Loads of Learned Lumber

Saturday, October 25, 2014

David Runciman, _The Confidence Trap: A History of Democracy in Crisis from World War I to the Present_

LIKE A GOOD many people, perhaps including yourself, I spent a portion of last summer dutifully doing my best to read Thomas Piketty's Capital, getting not quite two hundred pages in. Well, I tried. Perhaps I will finish next summer, too late to be altogether au courant, but it's been a good while (decades!) since I was even close to being au courant, so I may as well just relax and not have a panic attack about it. I hope we are of one mind on that.

I did, however, manage to read this--comparatively a romp at 326 pages, lucid, witty,  illuminating, and buzz-worthy, not that I noticed it getting a lot of buzz. I think of it in conjunction with Capital because much of the power of Piketty's book (I read enough to discern) was his ability to combine his extraordinary sophistication as an economist with an historian's patient perseverance in working through an enormous archive, and Runciman's book is persuasive because of his ability to combine his expertise as a political scientist with a nuanced grasp of twentieth century history.

Runciman's book springs from Tocqueville's insights (have I mentioned that I love Democracy in America? I do, reader, I do) into what democracies tend not to do well. One, they are bad at solving deep, long-term problems, because democratic politicians have difficulty seeing beyond the horizon of the next election; two, they are fumbling and inefficient in the early stages of any crisis, because they do not have the total, speedy, centralized authority of dictators.

He then looks at seven twentieth century crises (involving a suddenly emerging threat, or a need to think about the long-term, or both) and tries to understand how democracy, despite its disadvantages, was able to pull its chestnuts out of the fire in time: the aftermath of World War, the Great Depression, the aftermath of World War II, the Cuban Missile Crisis, the energy crisis of the early 1970s, the 1989 fall of the Soviet bloc and later the USSR itself, and the 2008 slump.

Runciman has sufficiently mastered the history of these crises to narrate them briskly and analyze them cogently.
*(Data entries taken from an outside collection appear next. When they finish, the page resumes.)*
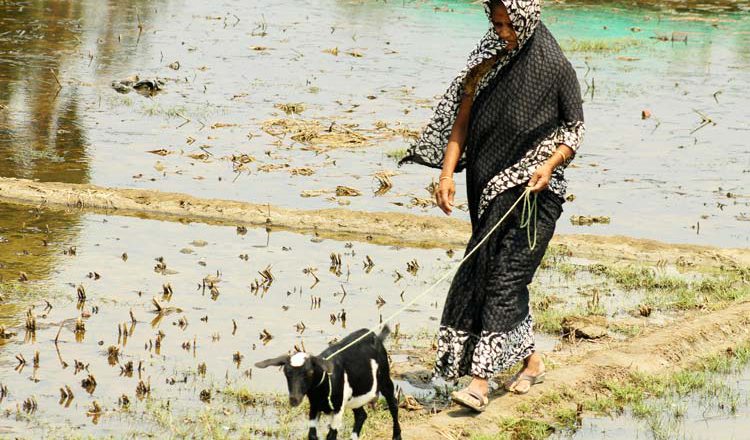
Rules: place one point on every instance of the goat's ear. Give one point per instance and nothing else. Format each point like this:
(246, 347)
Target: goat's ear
(325, 364)
(273, 362)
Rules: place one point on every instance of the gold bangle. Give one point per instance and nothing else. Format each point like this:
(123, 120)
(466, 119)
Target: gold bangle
(565, 158)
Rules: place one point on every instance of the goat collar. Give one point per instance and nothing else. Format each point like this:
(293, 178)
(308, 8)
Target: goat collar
(330, 387)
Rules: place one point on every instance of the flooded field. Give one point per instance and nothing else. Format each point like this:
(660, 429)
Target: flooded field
(120, 326)
(347, 93)
(94, 284)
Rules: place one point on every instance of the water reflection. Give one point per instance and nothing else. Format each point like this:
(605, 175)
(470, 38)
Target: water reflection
(49, 51)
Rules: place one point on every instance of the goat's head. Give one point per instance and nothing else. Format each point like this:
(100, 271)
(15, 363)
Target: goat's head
(303, 372)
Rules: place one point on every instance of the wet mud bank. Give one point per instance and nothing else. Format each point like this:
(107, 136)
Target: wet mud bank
(386, 228)
(579, 376)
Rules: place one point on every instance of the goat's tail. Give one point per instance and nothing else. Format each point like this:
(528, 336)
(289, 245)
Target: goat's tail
(383, 333)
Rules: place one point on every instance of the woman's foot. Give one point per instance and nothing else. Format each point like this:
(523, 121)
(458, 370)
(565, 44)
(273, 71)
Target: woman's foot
(475, 395)
(532, 374)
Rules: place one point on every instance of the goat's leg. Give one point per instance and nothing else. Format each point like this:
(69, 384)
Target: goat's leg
(388, 391)
(314, 415)
(336, 422)
(360, 415)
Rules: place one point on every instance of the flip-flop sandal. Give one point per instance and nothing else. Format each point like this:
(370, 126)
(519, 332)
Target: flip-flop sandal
(470, 399)
(532, 380)
(508, 385)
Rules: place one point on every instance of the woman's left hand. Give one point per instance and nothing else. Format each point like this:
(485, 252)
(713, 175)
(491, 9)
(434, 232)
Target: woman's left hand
(540, 180)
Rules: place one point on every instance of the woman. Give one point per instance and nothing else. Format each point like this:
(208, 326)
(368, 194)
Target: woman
(513, 120)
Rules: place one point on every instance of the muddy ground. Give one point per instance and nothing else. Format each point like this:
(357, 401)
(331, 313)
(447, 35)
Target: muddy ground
(155, 243)
(380, 228)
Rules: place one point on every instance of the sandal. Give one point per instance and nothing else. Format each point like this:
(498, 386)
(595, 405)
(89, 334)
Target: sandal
(470, 399)
(532, 380)
(508, 385)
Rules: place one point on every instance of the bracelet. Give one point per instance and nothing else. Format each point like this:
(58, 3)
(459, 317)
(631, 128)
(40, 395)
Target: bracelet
(565, 158)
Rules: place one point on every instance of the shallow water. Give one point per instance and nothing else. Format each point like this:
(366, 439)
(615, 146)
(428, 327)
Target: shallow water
(656, 178)
(655, 181)
(60, 251)
(701, 416)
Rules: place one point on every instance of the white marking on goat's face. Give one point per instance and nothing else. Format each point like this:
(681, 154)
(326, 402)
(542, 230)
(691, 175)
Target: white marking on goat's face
(298, 359)
(363, 399)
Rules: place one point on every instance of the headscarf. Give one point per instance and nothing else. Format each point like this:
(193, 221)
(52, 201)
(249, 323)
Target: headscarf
(429, 148)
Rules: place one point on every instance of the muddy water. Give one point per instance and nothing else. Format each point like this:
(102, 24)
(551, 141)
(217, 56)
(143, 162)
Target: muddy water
(191, 252)
(661, 177)
(722, 413)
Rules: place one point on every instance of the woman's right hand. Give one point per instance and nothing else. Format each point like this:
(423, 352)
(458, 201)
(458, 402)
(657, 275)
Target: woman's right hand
(445, 194)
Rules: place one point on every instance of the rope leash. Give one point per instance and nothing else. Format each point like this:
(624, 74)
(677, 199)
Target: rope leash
(529, 211)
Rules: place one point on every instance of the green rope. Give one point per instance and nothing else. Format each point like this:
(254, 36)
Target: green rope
(529, 213)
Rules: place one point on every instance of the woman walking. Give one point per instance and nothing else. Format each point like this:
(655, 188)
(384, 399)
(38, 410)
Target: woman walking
(513, 120)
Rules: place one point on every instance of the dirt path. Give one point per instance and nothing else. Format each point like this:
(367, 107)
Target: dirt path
(660, 351)
(385, 228)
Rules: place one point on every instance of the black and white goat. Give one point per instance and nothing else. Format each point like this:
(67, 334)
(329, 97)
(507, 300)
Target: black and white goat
(350, 379)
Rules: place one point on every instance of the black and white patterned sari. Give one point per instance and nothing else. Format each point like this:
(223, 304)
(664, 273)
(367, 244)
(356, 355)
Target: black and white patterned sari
(528, 104)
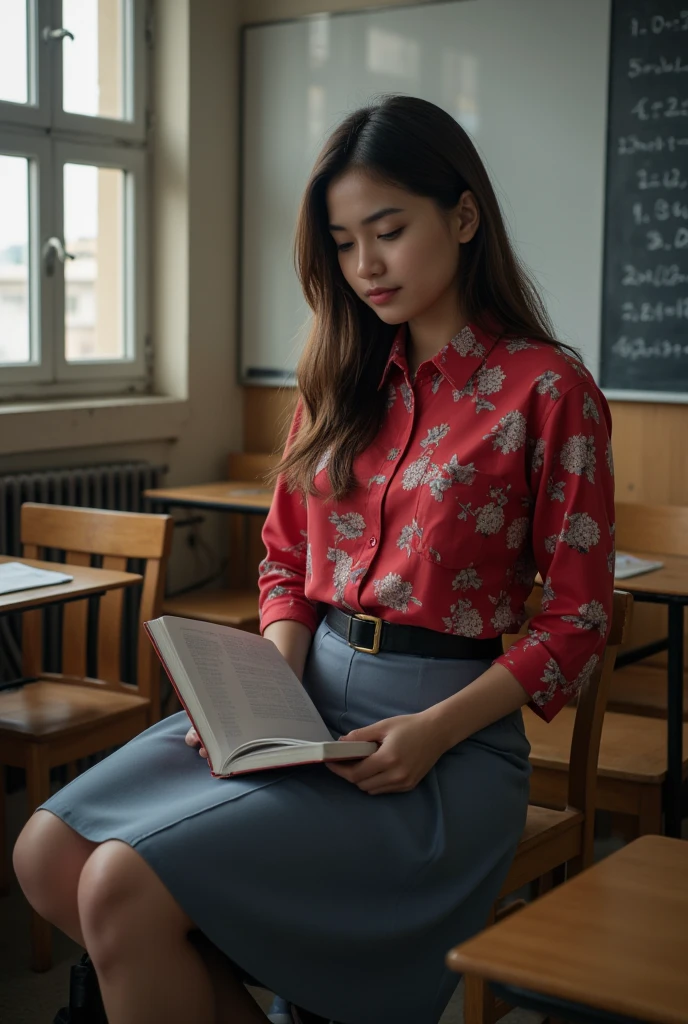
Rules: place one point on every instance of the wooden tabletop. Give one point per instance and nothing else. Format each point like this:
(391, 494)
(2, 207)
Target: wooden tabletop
(672, 579)
(86, 581)
(613, 938)
(237, 496)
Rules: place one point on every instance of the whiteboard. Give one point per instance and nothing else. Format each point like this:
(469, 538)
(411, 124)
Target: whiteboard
(526, 79)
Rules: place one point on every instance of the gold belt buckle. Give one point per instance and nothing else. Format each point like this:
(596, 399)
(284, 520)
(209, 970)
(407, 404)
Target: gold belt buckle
(376, 637)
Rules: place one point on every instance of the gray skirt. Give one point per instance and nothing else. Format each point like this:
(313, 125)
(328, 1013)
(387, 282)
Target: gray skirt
(341, 902)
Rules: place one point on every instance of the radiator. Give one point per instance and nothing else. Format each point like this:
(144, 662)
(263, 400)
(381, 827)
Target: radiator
(114, 485)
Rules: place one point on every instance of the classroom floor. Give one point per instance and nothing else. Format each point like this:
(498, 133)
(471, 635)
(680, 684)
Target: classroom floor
(27, 997)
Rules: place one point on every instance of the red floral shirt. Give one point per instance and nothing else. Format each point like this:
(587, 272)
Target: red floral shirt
(492, 464)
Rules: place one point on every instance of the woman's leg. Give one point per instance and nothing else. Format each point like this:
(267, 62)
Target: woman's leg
(48, 859)
(138, 938)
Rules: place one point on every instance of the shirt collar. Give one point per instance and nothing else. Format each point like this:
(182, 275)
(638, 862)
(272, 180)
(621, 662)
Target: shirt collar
(458, 360)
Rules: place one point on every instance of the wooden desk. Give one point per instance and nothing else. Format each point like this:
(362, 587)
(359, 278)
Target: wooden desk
(223, 496)
(611, 941)
(665, 586)
(86, 583)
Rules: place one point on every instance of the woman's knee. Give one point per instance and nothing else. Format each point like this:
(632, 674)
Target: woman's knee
(122, 902)
(48, 858)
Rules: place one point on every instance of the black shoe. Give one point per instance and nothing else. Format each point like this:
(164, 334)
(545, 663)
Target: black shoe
(85, 1000)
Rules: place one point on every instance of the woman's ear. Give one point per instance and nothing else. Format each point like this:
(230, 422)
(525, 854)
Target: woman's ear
(467, 217)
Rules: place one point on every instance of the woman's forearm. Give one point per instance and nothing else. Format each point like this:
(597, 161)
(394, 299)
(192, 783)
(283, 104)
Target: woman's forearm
(293, 641)
(486, 699)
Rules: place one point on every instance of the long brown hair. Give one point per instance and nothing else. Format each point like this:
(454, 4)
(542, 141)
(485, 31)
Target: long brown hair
(418, 146)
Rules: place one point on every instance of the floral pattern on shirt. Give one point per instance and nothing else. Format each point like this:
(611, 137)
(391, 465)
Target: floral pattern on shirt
(492, 464)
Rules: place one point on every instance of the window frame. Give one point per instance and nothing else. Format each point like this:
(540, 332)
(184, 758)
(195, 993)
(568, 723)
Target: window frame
(49, 137)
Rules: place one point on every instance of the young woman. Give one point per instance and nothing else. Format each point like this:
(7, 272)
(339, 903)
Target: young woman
(444, 449)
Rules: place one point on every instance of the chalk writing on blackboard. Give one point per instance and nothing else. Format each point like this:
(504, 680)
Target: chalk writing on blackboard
(645, 295)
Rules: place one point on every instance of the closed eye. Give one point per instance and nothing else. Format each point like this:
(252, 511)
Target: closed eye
(389, 237)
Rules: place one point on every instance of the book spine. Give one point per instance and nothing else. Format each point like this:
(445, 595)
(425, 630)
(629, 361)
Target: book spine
(176, 690)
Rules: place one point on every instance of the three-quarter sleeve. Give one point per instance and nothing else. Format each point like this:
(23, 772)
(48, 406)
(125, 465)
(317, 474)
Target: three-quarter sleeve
(284, 571)
(573, 548)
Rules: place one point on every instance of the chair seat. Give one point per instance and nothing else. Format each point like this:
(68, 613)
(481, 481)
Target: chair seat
(641, 689)
(543, 823)
(45, 710)
(227, 607)
(633, 747)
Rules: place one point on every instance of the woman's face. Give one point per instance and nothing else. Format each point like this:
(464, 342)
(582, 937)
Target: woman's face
(397, 251)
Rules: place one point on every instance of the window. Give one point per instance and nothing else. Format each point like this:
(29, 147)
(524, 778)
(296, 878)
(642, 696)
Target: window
(74, 154)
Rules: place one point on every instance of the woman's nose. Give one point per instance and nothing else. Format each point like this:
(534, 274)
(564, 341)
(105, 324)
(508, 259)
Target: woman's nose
(370, 264)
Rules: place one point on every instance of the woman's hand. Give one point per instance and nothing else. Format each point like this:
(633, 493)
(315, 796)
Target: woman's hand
(194, 739)
(409, 748)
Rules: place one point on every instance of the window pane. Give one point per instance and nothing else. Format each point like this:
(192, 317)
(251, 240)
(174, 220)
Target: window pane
(13, 83)
(93, 282)
(92, 61)
(14, 316)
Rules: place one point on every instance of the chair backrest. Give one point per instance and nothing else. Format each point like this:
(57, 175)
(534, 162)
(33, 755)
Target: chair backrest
(116, 537)
(655, 529)
(591, 707)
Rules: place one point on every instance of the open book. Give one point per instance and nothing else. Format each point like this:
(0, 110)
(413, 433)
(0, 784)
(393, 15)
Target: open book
(246, 704)
(630, 565)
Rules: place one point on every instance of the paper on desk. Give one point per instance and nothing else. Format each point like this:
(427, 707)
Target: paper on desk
(16, 576)
(629, 565)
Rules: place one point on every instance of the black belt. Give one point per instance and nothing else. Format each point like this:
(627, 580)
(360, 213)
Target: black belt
(370, 634)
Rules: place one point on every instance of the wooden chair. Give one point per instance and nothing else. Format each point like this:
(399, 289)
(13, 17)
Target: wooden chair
(653, 529)
(557, 839)
(68, 716)
(632, 765)
(553, 839)
(237, 604)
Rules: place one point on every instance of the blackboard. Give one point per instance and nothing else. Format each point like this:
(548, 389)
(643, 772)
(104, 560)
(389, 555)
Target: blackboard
(645, 279)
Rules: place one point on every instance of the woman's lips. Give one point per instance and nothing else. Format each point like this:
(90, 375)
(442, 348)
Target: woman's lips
(383, 296)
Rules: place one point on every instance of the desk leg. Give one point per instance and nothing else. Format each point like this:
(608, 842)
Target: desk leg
(674, 723)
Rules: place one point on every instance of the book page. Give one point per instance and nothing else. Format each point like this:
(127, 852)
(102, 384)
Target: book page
(246, 687)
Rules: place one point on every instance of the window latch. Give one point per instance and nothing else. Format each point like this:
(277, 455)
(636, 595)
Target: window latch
(52, 249)
(54, 35)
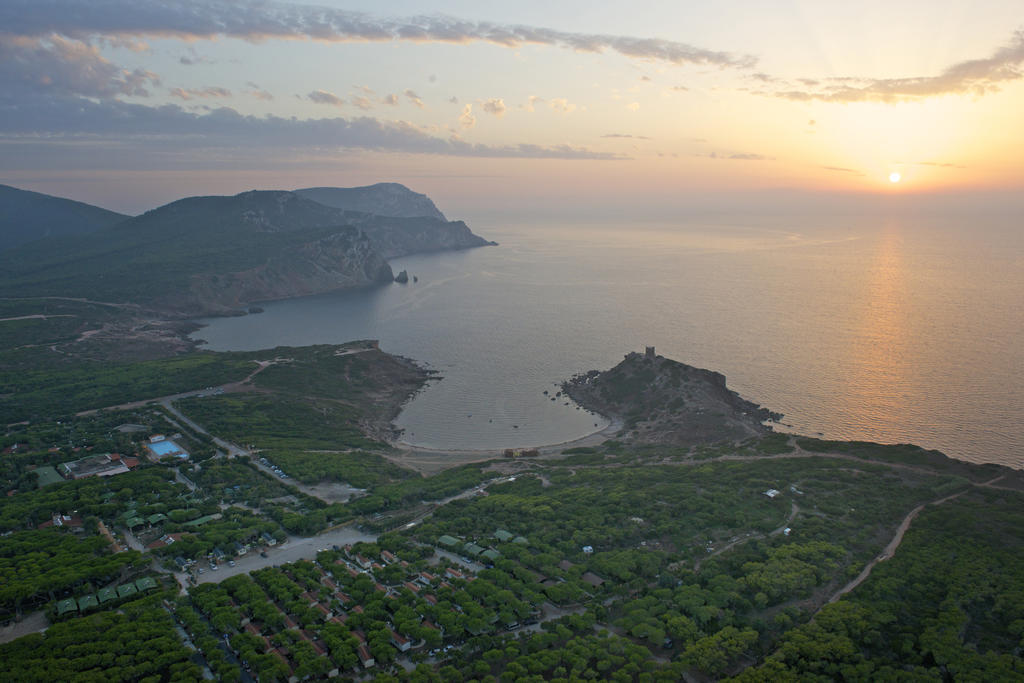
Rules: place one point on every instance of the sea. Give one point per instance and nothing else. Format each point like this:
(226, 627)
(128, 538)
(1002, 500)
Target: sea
(897, 330)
In each instance, democracy avoided catastrophe. What he wants to emphasize, though, is that it was by no means inevitable that democracy would succeed. Democracies can fail, and he also shows how narrowly it sometimes escaped failing in these crises.

Hence his title. A record of success can persuade us that democracy will always find a solution, whatever the problem, and that politicians will get what they have to get done when they absolutely have to.  This can make us complacent, and complacency could be our undoing:

   So democracy becomes a game of chicken. When things get really bad, we will adapt. Until they get really bad, we need not adapt, because democracies are ultimately adaptable. Both sides [i.e., Democrats and Republicans, Labor and Tories] play this game. Games of chicken are harmless, until they go wrong, at which they become lethal.

Runciman points to four contemporary challenges--militarization, financial regulation, climate change, and the new economic power of China--of the sort that democracy tends to fudge, defer, or ignore. Democracy may very well be able to meet these challenges, but we  should not assume that the solutions will come about of themselves, out of a complacent conviction that democracy is just that good. That is the "confidence trap." Democracies, even ours, can fail, if we forget there is no one at the tiller but ourselves.